Re: Introduce XID age based replication slot invalidation - Mailing list pgsql-hackers

From Bharath Rupireddy
Subject Re: Introduce XID age based replication slot invalidation
Date
Msg-id CALj2ACVGpVHuqchPPFWdiLDN-PDPCEe=sU43YB7nqafE+VMXaQ@mail.gmail.com
Whole thread Raw
In response to Re: Introduce XID age based replication slot invalidation  (Masahiko Sawada <sawada.mshk@gmail.com>)
List pgsql-hackers
Hi,

On Mon, Mar 30, 2026 at 5:13 PM Masahiko Sawada <sawada.mshk@gmail.com> wrote:
>
> I've reviewed the v6 patch. Here are some comments.

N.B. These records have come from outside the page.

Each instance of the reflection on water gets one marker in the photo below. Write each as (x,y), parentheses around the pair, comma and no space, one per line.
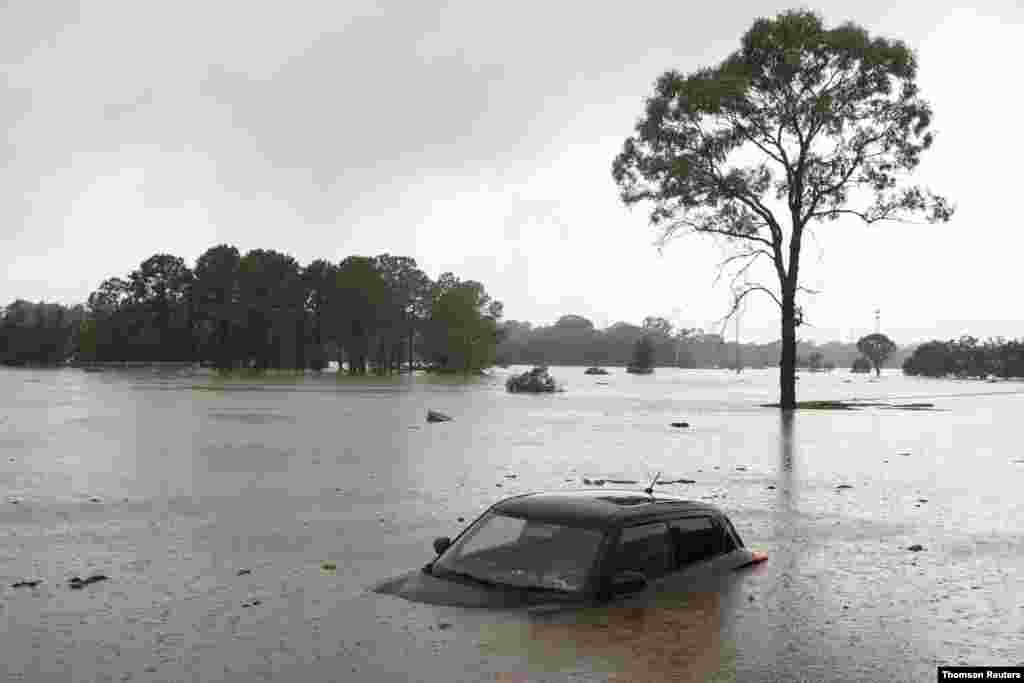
(677,637)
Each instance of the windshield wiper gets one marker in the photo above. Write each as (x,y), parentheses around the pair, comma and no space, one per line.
(547,589)
(464,574)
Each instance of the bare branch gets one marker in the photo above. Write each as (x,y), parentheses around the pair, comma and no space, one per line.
(738,298)
(752,255)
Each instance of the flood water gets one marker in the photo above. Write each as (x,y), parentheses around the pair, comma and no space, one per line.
(173,484)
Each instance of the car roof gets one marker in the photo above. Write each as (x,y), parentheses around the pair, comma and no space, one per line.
(602,508)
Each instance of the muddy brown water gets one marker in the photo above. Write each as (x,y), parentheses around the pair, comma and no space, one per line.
(170,483)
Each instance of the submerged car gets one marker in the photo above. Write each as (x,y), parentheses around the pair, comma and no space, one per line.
(583,546)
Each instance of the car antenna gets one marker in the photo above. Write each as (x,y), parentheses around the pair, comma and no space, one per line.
(650,489)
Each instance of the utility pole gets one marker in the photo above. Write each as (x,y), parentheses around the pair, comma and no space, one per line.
(739,368)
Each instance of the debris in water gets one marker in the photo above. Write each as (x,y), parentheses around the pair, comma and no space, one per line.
(78,584)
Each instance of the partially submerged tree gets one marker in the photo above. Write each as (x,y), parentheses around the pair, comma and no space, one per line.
(877,348)
(643,353)
(802,124)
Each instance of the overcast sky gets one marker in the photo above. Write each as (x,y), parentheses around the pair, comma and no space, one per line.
(476,137)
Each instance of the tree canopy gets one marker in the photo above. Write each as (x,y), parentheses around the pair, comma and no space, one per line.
(263,309)
(802,124)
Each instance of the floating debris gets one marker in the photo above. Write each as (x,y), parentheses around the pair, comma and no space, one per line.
(78,584)
(537,380)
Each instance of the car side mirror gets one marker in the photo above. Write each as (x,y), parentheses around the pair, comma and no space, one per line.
(629,582)
(441,544)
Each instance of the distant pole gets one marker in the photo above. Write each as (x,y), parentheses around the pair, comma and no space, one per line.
(738,367)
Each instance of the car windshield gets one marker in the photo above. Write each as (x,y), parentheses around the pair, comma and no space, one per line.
(523,553)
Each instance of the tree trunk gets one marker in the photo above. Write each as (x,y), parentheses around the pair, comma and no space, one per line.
(787,364)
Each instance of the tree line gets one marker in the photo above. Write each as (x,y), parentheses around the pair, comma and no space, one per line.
(968,356)
(573,340)
(264,310)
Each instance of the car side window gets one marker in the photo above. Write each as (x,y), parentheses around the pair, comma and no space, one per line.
(696,539)
(646,549)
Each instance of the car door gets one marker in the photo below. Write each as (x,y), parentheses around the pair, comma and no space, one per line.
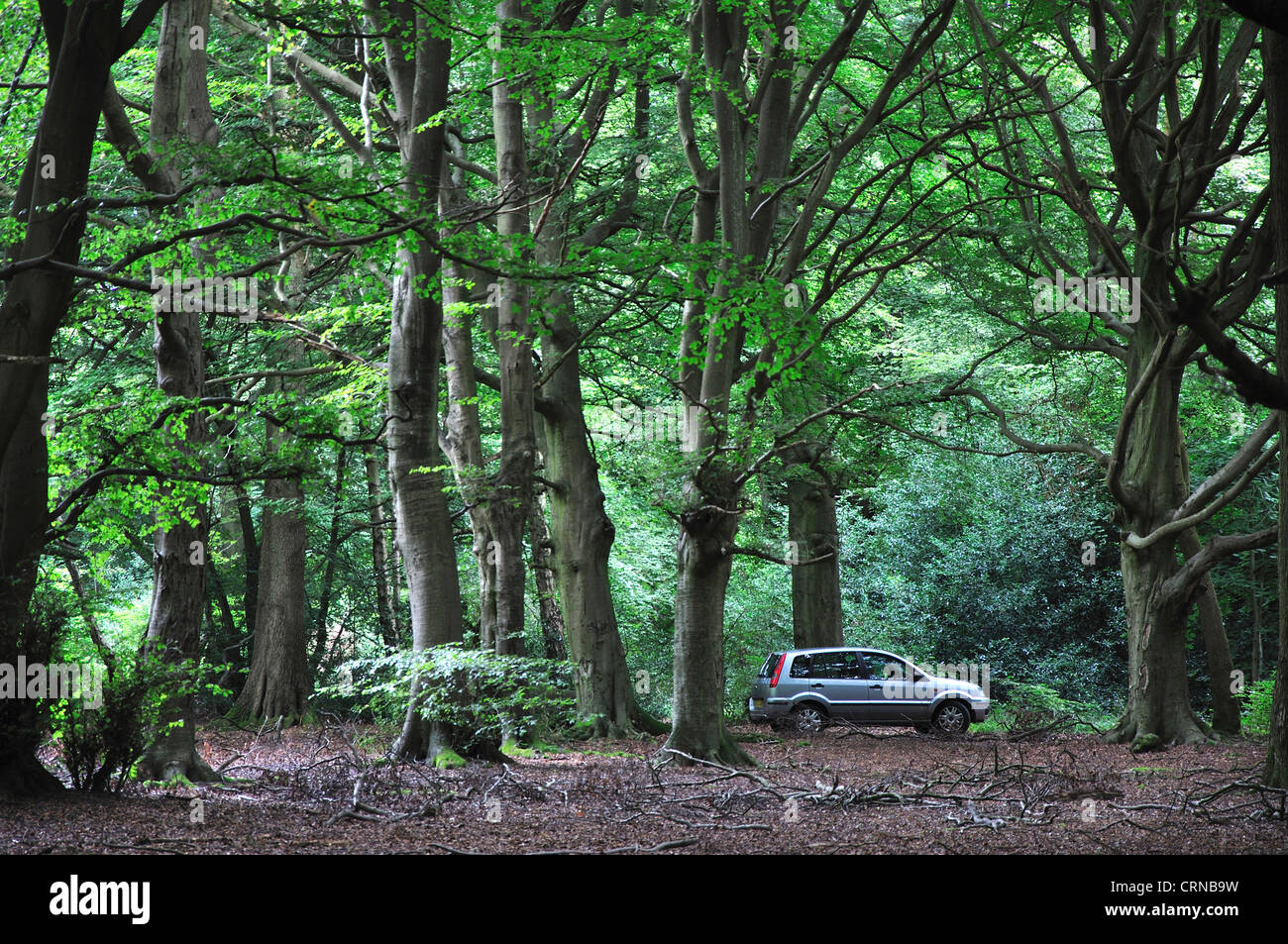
(841,679)
(896,693)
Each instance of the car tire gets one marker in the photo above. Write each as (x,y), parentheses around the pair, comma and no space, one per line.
(951,717)
(809,717)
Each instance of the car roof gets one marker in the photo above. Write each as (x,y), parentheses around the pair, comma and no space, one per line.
(840,648)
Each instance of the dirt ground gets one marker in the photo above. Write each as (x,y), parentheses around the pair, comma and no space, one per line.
(325,789)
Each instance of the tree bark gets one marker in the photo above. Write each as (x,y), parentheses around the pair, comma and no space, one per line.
(380,550)
(333,552)
(544,577)
(463,437)
(278,684)
(84,38)
(811,530)
(180,107)
(417,62)
(1158,708)
(1274,52)
(511,492)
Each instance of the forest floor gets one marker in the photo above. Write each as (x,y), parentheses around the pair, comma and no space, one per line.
(326,789)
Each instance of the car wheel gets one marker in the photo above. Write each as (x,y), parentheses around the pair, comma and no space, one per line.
(809,717)
(951,717)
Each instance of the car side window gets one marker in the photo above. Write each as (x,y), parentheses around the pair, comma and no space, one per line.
(828,665)
(887,668)
(853,666)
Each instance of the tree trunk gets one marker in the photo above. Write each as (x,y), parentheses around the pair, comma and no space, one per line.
(417,64)
(180,107)
(278,682)
(1275,59)
(84,38)
(1158,708)
(333,552)
(1216,644)
(815,587)
(511,493)
(463,438)
(704,565)
(544,576)
(380,550)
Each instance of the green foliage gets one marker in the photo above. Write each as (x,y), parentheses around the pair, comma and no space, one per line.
(1029,707)
(102,737)
(1256,700)
(481,698)
(980,559)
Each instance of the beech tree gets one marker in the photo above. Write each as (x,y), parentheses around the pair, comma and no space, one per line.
(1146,227)
(82,40)
(756,134)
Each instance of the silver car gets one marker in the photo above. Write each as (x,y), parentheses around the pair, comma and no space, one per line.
(804,689)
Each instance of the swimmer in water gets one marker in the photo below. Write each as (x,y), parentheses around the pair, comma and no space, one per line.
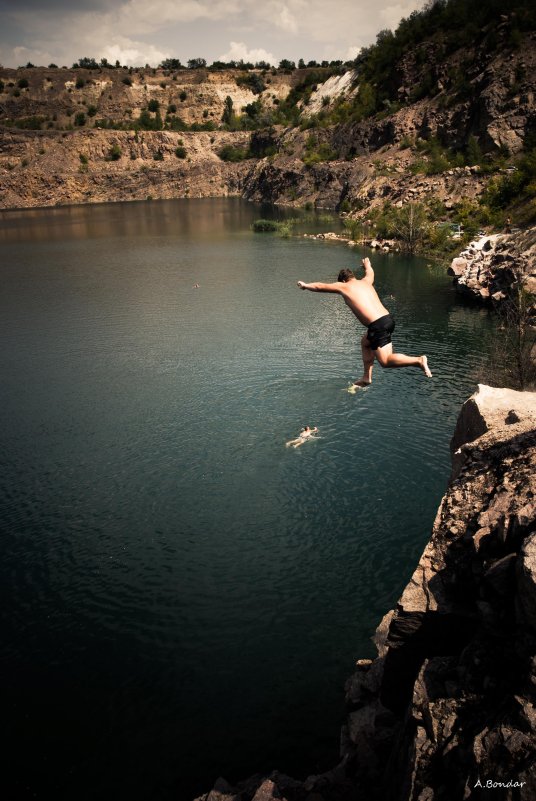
(306,433)
(362,299)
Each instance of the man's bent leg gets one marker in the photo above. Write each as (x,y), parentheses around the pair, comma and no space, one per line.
(388,359)
(368,363)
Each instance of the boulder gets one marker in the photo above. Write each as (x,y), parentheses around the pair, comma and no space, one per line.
(489,408)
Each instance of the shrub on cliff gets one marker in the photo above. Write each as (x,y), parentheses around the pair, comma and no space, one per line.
(252,81)
(114,154)
(233,153)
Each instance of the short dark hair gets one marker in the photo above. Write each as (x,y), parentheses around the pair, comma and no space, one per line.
(345,275)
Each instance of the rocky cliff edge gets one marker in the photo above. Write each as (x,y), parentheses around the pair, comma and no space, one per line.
(446,710)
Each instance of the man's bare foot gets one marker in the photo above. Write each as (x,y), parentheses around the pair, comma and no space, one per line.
(424,367)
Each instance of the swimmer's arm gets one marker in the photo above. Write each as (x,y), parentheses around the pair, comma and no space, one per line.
(369,272)
(317,286)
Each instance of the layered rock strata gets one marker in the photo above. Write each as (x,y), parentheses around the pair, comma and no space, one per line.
(446,710)
(488,268)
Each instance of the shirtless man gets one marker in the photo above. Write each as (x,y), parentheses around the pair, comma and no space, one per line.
(362,299)
(305,434)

Thank you for reviewing the patch.

>  bool
>  vacuum_get_cutoffs(Relation rel, const VacuumParams params,
> -                  struct VacuumCutoffs *cutoffs)
> +                  struct VacuumCutoffs *cutoffs,
> +                  TransactionId *slot_xmin,
> +                  TransactionId *slot_catalog_xmin)
>
> How about storing both slot_xmin and catalog_xmin into VacuumCutoffs?

Done.

> ---
> -   if (InvalidateObsoleteReplicationSlots(RS_INVAL_WAL_REMOVED |
> RS_INVAL_IDLE_TIMEOUT,
> +   possibleInvalidationCauses = RS_INVAL_WAL_REMOVED | RS_INVAL_IDLE_TIMEOUT |
> +       RS_INVAL_XID_AGE;
> +
> +   if (InvalidateObsoleteReplicationSlots(possibleInvalidationCauses,
>                                            _logSegNo, InvalidOid,
> +                                          InvalidTransactionId,
> +                                          max_slot_xid_age > 0 ?
> +                                          ReadNextTransactionId() :
>                                            InvalidTransactionId))
>
> It's odd to me that we specify RS_INVAL_XID_AGE while passing
> InvalidTransactionId. I think we can specify RS_INVAL_XID_AGE along
> with a valid recentXId only when we'd like to check the slots based on
> their XIDs.

Done.

> ---
> +   /* Check if the slot needs to be invalidated due to max_slot_xid_age GUC */
> +   if ((possible_causes & RS_INVAL_XID_AGE) && CanInvalidateXidAgedSlot(s))
> +   {
> +       TransactionId xidLimit;
> +
> +       Assert(TransactionIdIsValid(recentXid));
> +
> +       xidLimit = TransactionIdRetreatedBy(recentXid, max_slot_xid_age);
> +
>
> I think we can avoid calculating xidLimit for every slot by
> calculating it in InvalidatePossiblyObsoleteSlot() and passing it to
> DetermineSlotInvalidationCause().

Done.

> ---
>   */
>  TransactionId
>  GetOldestNonRemovableTransactionId(Relation rel)
> +{
> +   return GetOldestNonRemovableTransactionIdExt(rel, NULL, NULL);
> +}
> +
> +/*
> + * Same as GetOldestNonRemovableTransactionId(), but also returns the
> + * replication slot xmin and catalog_xmin from the same ComputeXidHorizons()
> + * call.  This avoids a separate ProcArrayLock acquisition when the caller
> + * needs both values.
> + */
> +TransactionId
> +GetOldestNonRemovableTransactionIdExt(Relation rel,
> +                                     TransactionId *slot_xmin,
> +                                     TransactionId *slot_catalog_xmin)
>  {
>
> I understand that the primary reason why the patch introduces another
> variant of GetOldestNonRemovableTransactionId() is to avoid extra
> ProcArrayLock acquision to get replication slot xmin and catalog_xmin.
> While it's not very elegant, I find that it would not be bad because
> otherwise autovacuum takes extra ProcArrayLock (in shared mode) for
> every table to vacuum. The ProcArrayLock is already known
> high-contented lock it would be better to avoid taking it once more.
> If others think differently, we can just call
> ProcArrayGetReplicationSlotXmin() separately and compare them to the
> limit of XID-age based slot invalidation.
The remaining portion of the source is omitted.